Beveelt de onverwijlde betekening van deze beschikking aan appellant.
Deze beschikking is gegeven door de meervoudige raadkamer van het gerechtshof Amsterdam, waarin zitting hadden mrs. A.M.P. Geelhoed, R.D. van Heffen en A.W.T. Klappe, in tegenwoordigheid van mr. P.M. Groenenberg als griffier, is bij afwezigheid van de voorzitter en de griffier ondertekend door de jongste raadsheer en is uitgesproken op de openbare zitting van dit hof van 15 juli 2025.
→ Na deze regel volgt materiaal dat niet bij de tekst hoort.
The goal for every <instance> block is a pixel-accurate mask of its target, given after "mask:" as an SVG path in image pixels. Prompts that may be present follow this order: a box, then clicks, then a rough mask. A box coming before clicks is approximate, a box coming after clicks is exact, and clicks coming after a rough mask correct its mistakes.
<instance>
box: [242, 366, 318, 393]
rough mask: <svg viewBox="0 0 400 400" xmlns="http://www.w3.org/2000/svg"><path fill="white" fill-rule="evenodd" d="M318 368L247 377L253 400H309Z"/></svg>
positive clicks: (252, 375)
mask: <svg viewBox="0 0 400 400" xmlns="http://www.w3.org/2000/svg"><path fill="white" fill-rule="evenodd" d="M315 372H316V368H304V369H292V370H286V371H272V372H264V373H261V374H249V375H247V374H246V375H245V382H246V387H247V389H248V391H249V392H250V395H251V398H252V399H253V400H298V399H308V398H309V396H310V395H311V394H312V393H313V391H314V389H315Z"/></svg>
De jongste raadsheer beveelt, namens de voorzitter:
de tenuitvoerlegging van deze beschikking door overmaking van € 3.012,27 (drieduizend twaalf euro en zevenentwintig cent) op bankrekeningnummer [iban] t.n.v. Stichting Beheer Derdengelden Canstein Advocatuur o.v.v. [ovv] .
Amsterdam, 15 juli 2025,
mr. A.W.T. Klappe, jongste raadsheer.